Председательствовал в суде старый инквизитор Георгий. Это был человек, давно перешагнувший тот рубеж, за которым лицо превращается в застывшую маску исполненного долга. Его седые, жесткие брови нависали над глазами, которые видели так много греха и раскаяния, что перестали различать за ними живых людей. Он сидел неподвижно, сложив на сукне стола свои узловатые, желтые, как старая кость, пальцы, и в этой его неподвижности чувствовалась не сила, а та страшная уверенность человека, который раз и навсегда решил для себя все вопросы бытия и теперь лишь с усталым нетерпением ждет, когда другие признают его правоту.
По правую руку от него помещался Павел — молодой еще человек с горячечным блеском в глазах и тонкими, вечно дергающимися губами. Он принадлежал к тому сорту людей, которые любят истину не за то, что она освещает путь, а за то, что она дает им право карать тех, кто идет в темноте. Он поминутно поправлял складки своей сутаны, и в каждом его движении сквозило раздражение на медлительность старика и на само существование подсудимого, который смел не просто грешить, а рассуждать о своем грехе.

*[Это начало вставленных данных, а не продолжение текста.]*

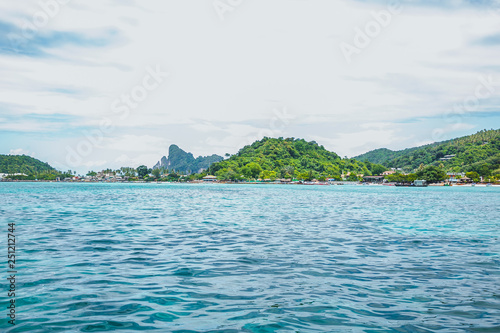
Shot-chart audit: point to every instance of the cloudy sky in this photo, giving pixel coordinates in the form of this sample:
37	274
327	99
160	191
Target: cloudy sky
96	84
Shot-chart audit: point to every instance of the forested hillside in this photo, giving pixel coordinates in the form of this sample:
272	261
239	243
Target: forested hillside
479	152
11	164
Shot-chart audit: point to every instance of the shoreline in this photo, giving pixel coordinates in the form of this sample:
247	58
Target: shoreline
242	183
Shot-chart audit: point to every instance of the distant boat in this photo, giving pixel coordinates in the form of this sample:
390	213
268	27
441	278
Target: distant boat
416	183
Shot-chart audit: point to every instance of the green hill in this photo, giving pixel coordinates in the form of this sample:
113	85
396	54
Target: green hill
272	158
184	162
479	152
23	164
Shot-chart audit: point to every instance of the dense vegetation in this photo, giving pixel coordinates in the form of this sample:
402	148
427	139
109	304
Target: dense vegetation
272	158
478	153
184	162
11	164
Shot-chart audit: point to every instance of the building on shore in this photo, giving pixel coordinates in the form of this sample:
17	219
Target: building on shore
209	178
374	179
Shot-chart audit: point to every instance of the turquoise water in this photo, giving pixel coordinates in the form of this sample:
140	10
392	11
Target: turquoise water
252	258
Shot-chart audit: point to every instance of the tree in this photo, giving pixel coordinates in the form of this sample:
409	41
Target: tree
156	173
142	171
377	169
432	174
473	175
255	169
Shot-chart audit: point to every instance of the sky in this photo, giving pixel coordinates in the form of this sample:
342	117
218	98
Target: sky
89	85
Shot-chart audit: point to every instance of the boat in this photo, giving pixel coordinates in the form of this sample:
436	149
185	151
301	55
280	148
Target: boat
416	183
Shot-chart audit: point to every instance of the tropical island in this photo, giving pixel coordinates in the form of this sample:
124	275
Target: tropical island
470	159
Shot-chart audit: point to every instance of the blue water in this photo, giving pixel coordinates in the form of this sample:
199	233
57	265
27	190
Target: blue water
252	258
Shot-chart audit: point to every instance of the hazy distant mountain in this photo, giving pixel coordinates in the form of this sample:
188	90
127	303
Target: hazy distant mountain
184	162
470	152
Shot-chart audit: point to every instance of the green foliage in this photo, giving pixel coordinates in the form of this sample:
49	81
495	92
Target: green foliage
473	175
273	158
184	162
156	173
23	164
479	152
432	174
142	171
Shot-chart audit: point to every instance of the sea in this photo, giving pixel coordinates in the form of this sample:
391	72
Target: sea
249	258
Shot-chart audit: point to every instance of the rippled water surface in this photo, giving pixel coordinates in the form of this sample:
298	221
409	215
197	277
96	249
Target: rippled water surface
252	258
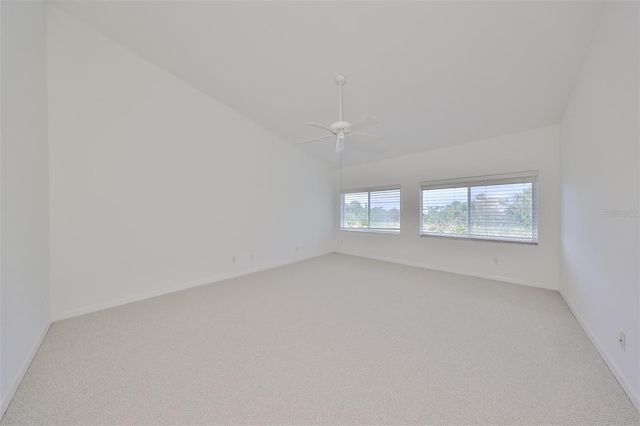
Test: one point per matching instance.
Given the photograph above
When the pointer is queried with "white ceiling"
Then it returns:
(435, 73)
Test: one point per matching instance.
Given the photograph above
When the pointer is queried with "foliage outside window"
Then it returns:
(371, 210)
(498, 207)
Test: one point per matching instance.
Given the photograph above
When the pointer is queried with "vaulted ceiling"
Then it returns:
(436, 74)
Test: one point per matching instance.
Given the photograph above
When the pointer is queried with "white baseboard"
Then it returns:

Напротив Павла сидел Никифор. Он был молчалив, приземист и старателен. Весь его интерес в жизни, казалось, сводился к кончику пера, которым он с невероятной тщательностью выводил буквы на пергаменте. Ему было совершенно всё равно, что именно он пишет — смертный ли приговор или список продуктов для кухни; для него существовала лишь красота ровного почерка и порядок в бумагах. Он был тем самым необходимым винтиком в машине правосудия, без которого она бы не скрипела так слаженно, перемалывая человеческие судьбы.
Посреди зала, на деревянной скамье, отделенный от судей невидимой, но непреодолимой пропастью, сидел Хрисогон. Это был человек лет сорока, с лицом обыкновенным, даже несколько скучным, если бы не его глаза. В них не было ни фанатичного вызова, ни рабского страха. Напротив, в них светилось то спокойное, пытливое внимание, с каким астроном наблюдает за движением звёзд. Он смотрел на своих судей не как на палачей, а как на досадную помеху в сложном и важном размышлении. Его кафтан был помят, воротник рубахи расстегнут, и в этой его неухоженности было больше достоинства, чем в накрахмаленных воротниках судей.
В самом дальнем углу, за тяжелой колонной, почти сливаясь с тенью, стояла Варсонофия. Она не плакала в голос — ее горе было слишком глубоким и старым для слез. Она лишь крепко сжимала в руках концы своего платка, так что костяшки пальцев побелели. Она смотрела на затылок мужа с тем выражением безнадежной любви и ужаса, с каким смотрят на человека, добровольно ступающего в пропасть ради идеи, которую невозможно ни обнять, ни почувствовать на вкус.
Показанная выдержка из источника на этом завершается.